Coiled tubing, such as described in U.S. Pat. No. 4,863,091, is available in virtually unlimited lengths and has been used for a variety of purposes in the exploration and production of hydrocarbons from subterranean wells. Coiled tubing is widely used in the oil and gas industry for a variety of purposes and applications, including, but not limited to, drilling, completion, and work over operations. For example, coiled tubing may be run into a subterranean well to produce hydrocarbons from the subterranean formation, to fracture or perforate the subterranean formation, to perform well data acquisition, introduce fluids, and to clean out the wellbore.
Coiled tubing is typically supplied to the oilfield on a large spool or reel that contains thousands of feet of continuous, relatively thin-walled tubing that typically has an outside diameter between about 1″ to 4.5″. During use, the tubing is spooled off the reel and onto a device or “gooseneck” that bends and guides the coiled tubing into another device, such as an injector head. The injector head functions to grip the tubing and mechanically force it into, and withdraw it from, the wellbore.
Coiled tubing rigs primarily consist of an injector head for inserting and removing the coiled tubing from the wellhead, a spool reel for storing and transporting the coiled tubing, a power pack to power the injector head, and a control room to operate the machinery.
A typical coiled tubing injector is comprised of two continuous chains, though more than two can be used. The chains are mounted on sprockets to form elongated loops that counter rotate. A drive system applies torque to the sprockets to cause them to rotate, resulting in rotation of the chains. In most injectors, chains are arranged in opposing pairs, with the pipe being held between the chains. Grippers carried by each chain come together on opposite sides of the tubing and are pressed against the tubing.
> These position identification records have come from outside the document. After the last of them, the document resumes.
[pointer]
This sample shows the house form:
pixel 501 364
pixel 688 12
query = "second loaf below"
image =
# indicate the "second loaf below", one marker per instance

The injector thereby continuously grips a length of the tubing as it is being moved in and out of the well bore. The “grip zone” or “gripping zone” refers to the zone in which grippers come into contact with a length of tubing passing through the injector.
A drive system for a coiled tubing injector includes at least one motor. For larger injectors, intended to carry heavy loads, each chain will typically be driven by a separate motor. The motors are typically hydraulic, but electric motors can also be used. Each motor is coupled either directly to a drive sprocket on which a chain is mounted, or through a transmission to one or more drive sockets. Low speed, high torque motors are often the preferred choice for injectors that will be carrying heavy loads, for example long pipe strings or large diameter pipe. However, high speed, low torque motors coupled to drive sprockets through reduction gearing are also used.
The coiled tubing injector head is conventionally positioned above the wellhead. In work over operations, for example, the injector head may be suspended above the wellbore by a crane or other device. A lubricator may be used to connect the injector head to the wellhead (including, for example, a blowout preventer) at the top of the wellbore to prevent the coiled tubing from buckling or otherwise deforming prior to entering the wellbore.
Typically, coiled tubing operations are performed from a crane where the crane suspends the injector above the wellbore and the injector deploys the coiled tubing downhole. Further, in this configuration, lubricators are positioned between the wellbore and the injector in a substantially vertical manner. In these applications, the lubricators are often load-bearing themselves. Overhead loads can fall and pose a danger to people around the coiled tube injector.
It is therefore advantageous to develop apparatuses and methods of transmitting coiled tubes downhole from a horizontal position. Further, without cranes, the injector is easier to move from wellhead to wellhead. In such applications, it is also advantageous to have a coil tubing lubricator substantially parallel to and near ground level with respect to the tubing for lubricating and assembly of downhole tools.